Billing for Pheresis and Apheresis Services
Apheresis/pheresis services are billed on a per visit basis and not on a per unit basis. OPPS providers should report the charge for an Evaluation and Management (E&M) visit only if there is a separately identifiable E&M service performed which extends beyond the evaluation and management portion of a typical apheresis/pheresis service. If the OPPS provider is billing an E&M visit code in addition to the apheresis/pheresis service, it may be appropriate to use the HCPCS modifier -25.
Billing for Autologous Stem Cell Transplants
The hospital bills and shows all charges for autologous stem cell harvesting, processing, and transplant procedures based on the status of the patient (i.e., inpatient or outpatient) when the services are furnished. It shows charges for the actual transplant, described by the appropriate ICD procedure or Procedure codes in Revenue Center 0362 (Operating Room Services; Organ Transplant, Other than Kidney) or another appropriate cost center.

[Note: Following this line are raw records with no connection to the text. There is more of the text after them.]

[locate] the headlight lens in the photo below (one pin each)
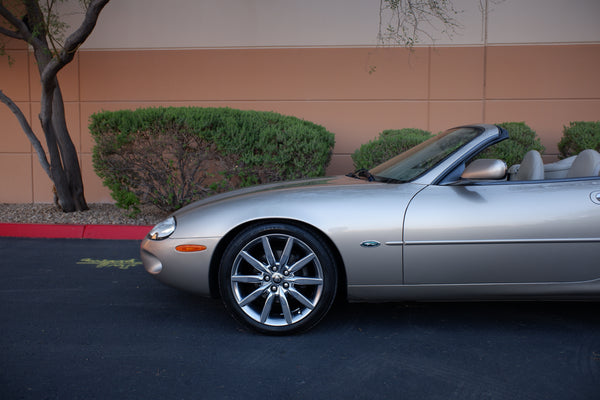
(163, 230)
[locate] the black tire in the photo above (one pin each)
(278, 278)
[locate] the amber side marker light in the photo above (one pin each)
(190, 248)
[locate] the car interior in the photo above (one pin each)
(585, 164)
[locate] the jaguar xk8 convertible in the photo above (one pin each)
(434, 223)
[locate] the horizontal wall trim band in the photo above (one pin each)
(437, 100)
(364, 46)
(349, 46)
(495, 241)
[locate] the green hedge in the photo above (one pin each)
(173, 156)
(521, 139)
(389, 144)
(579, 136)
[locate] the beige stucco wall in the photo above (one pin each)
(312, 60)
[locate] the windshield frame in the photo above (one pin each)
(419, 160)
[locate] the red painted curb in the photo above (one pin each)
(51, 231)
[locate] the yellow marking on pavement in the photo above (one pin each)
(120, 264)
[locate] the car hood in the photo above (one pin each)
(273, 187)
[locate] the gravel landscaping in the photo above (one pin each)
(100, 213)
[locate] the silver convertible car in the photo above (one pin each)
(434, 223)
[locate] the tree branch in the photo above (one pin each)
(11, 34)
(75, 40)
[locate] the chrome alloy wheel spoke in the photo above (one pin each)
(268, 251)
(300, 297)
(260, 267)
(301, 263)
(301, 280)
(285, 306)
(287, 251)
(252, 296)
(247, 278)
(264, 315)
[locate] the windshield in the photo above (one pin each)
(421, 158)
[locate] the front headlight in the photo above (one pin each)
(163, 230)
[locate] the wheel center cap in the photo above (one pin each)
(277, 278)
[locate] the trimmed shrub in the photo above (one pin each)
(579, 136)
(170, 157)
(521, 139)
(389, 144)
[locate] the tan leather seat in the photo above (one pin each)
(531, 168)
(587, 163)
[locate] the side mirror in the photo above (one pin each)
(485, 169)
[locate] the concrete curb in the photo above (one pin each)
(51, 231)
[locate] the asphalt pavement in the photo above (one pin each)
(81, 319)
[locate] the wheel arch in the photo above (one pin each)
(224, 242)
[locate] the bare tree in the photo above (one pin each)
(38, 23)
(401, 22)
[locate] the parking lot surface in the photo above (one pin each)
(81, 319)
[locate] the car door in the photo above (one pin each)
(526, 232)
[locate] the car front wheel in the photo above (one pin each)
(278, 278)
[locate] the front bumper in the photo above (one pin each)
(187, 271)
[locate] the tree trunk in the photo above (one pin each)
(64, 164)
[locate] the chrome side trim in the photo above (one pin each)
(494, 241)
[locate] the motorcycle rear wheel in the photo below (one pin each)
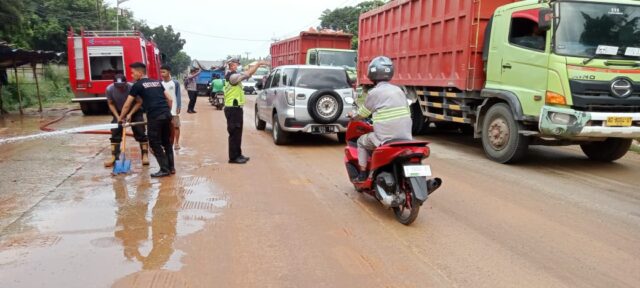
(406, 215)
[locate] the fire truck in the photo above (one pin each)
(95, 57)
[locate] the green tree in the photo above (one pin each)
(346, 18)
(11, 17)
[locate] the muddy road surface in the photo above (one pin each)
(290, 218)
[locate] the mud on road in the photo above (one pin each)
(290, 218)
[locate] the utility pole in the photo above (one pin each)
(99, 14)
(118, 14)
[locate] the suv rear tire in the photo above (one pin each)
(280, 137)
(325, 106)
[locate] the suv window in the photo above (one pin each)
(287, 77)
(322, 79)
(267, 82)
(276, 79)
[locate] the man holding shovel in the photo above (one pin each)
(117, 93)
(157, 104)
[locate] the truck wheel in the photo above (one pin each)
(501, 139)
(325, 106)
(609, 150)
(260, 125)
(420, 123)
(280, 137)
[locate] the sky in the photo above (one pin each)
(205, 24)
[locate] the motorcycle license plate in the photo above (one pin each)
(619, 121)
(417, 171)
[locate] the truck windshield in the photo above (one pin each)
(345, 59)
(584, 27)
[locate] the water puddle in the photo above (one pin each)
(45, 135)
(99, 229)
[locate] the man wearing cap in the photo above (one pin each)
(233, 102)
(117, 93)
(157, 104)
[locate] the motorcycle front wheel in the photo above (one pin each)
(408, 212)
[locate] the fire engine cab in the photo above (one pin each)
(95, 57)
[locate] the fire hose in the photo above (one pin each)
(45, 127)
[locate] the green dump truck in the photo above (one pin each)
(519, 73)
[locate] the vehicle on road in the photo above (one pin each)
(517, 73)
(95, 57)
(304, 98)
(203, 81)
(316, 48)
(249, 86)
(397, 177)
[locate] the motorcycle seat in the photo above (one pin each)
(404, 142)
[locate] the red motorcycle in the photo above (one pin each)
(397, 177)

The Procedure codes describing autologous stem cell harvesting procedures may be billed and are separately payable under the Outpatient Prospective Payment System (OPPS) when provided in the hospital outpatient setting of care. Autologous harvesting procedures are distinct from the acquisition services described in Pub. 100-04, Chapter 3, §90.3.1 and §231.11 of this chapter for allogeneic stem cell transplants, which include services provided when stem cells are obtained from a donor and not from the patient undergoing the stem cell transplant.
The Procedure codes describing autologous stem cell processing procedures also may be billed and are separately payable under the OPPS when provided to hospital outpatients.